Cadenza12 · 04/03/2025 02:25

They sound great to me, no one's perfect. Maybe just accept them for who they are? There doing their best, wishing they were different won't help.

Slimbear · 04/03/2025 02:25

This will probably change when Dd is older. Imagine her being ?7 and old enough to sit at the table nicely.
i would travel there and back in a day. Or are there playgroups or similar where they live and you can plan visits around some event where they live.
They seem pretty cold but I doubt you can change them.

BruFord · 04/03/2025 02:34

I agree with others that accepting your parents for who they are is honestly the best approach for you. I’ve also gone through periods of comparing my DH’s upbringing with mine and it doesn't help tbh.

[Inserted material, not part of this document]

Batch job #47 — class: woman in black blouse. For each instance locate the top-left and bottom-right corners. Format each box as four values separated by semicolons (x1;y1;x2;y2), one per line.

Make the most of your relationship and it’s also possible that your parents will engage more as your DD gets older. My Dad gets on well with DS, they have some interests in common and DS is so good with him.

HuckleberryBlackcurrant · 04/03/2025 02:36

Maybe they will want to be more involved as your daughter gets older... Might be too late though

Sugarnspicenallthingsnaice · 04/03/2025 02:40

I got the feeling, reading some of the things you quoted them as saying, that they are trying to tell you in an oblique way that they don't love your child's behaviour and/or the way you deal with it.

ChampagneLassie · 04/03/2025 03:06

I’m amazed at people having a go at you @lonelydaughter My parents are simmlar…sadly without the wealth. They’ve chucked us a few thousand pounds for each DC so I feel a bit obligated to see them but not to same extent. I had hoped grandchildren would bring us closer…and my mum is very happy to chat on phone and coo over pictures but they don’t really want to interact with kids. It’s made me sad too as it reminds me of what a rubbish childhood I had. Being a parent generally has brought up a lot of feelings for me about my own upbringing. I don’t really understand or connect with my parents. If you’ve not already I’d suggest therapy and The Book you’ll wish your parents had read. I think accept what they are offering and make the trips more palatable. Someone else suggests go with DH Sat afternoon to Sun lunchtime. Or would they fund and take you on holiday somewhere you could have stuff to do and they could relax and read their books?